Get this: the escalators run downhill for the morning commuters from the top of the hill, and uphill the rest of the day. Wicked. They run a total of about 800 meters, and according to Wikipedia takes about 20 minutes to travel all the way up; or, as the locals put it, you can start drinking a large bottle of beer at a leisurely pace at the bottom, and finish before even reaching the top.
Central, as I briefly mentioned, is sort of the main downtown area; it’s where a lot of the good shopping lives. SoHo, just above it, is home to many boutiques and bistros, a couple of hookah bars and some really fantastic cocktails.
I haven’t done too much exploring on the mainland side, beyond TST (which will be making an appearance in the next Hong Kong post) and Tseun Wan, where I spent that fateful and frustrating afternoon trying to post money home.

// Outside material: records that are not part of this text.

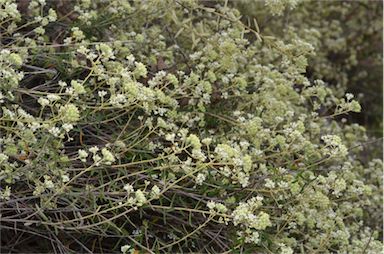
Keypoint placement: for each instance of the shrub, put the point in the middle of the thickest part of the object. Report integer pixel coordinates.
(172, 126)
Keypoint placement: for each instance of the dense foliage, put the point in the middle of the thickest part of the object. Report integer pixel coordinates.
(177, 126)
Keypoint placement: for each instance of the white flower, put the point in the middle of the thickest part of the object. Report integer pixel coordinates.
(102, 93)
(53, 97)
(94, 149)
(82, 155)
(200, 178)
(155, 192)
(67, 127)
(48, 184)
(128, 187)
(54, 131)
(43, 102)
(140, 198)
(3, 157)
(125, 248)
(107, 156)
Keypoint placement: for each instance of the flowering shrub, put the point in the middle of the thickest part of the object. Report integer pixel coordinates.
(173, 126)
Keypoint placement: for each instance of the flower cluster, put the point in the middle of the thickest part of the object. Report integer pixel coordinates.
(175, 126)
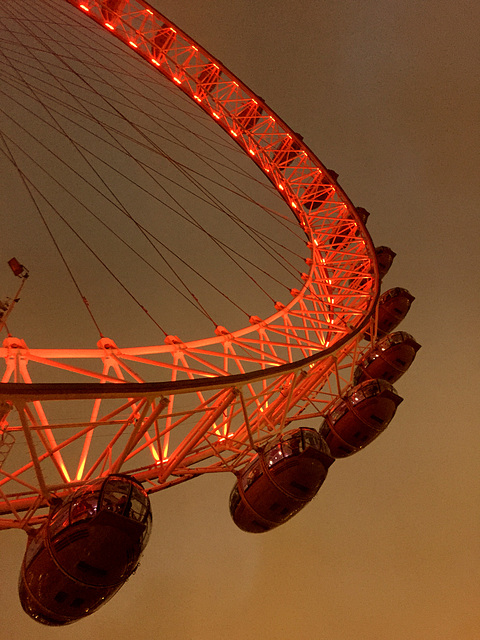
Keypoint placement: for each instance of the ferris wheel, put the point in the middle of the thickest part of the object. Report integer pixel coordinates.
(301, 381)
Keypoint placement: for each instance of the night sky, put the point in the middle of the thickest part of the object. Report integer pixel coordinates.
(386, 94)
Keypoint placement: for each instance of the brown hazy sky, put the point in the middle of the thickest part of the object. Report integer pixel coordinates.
(387, 94)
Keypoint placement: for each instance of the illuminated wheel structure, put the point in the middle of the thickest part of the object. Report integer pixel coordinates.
(180, 409)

Grr. Tseun Wan, which is definitely outside the city center, is definitely a little bit different-feeling Hong Kong. The signs are still in English, and the cars still drive on the opposite side of the road, but you don’t see as many foreigners and it’s more open-air markets and less malls.
Speaking of the next Hong Kong post, I’m going to wrap up here with this abominable word count and let you rest your eyes. I’ll be back (soon!).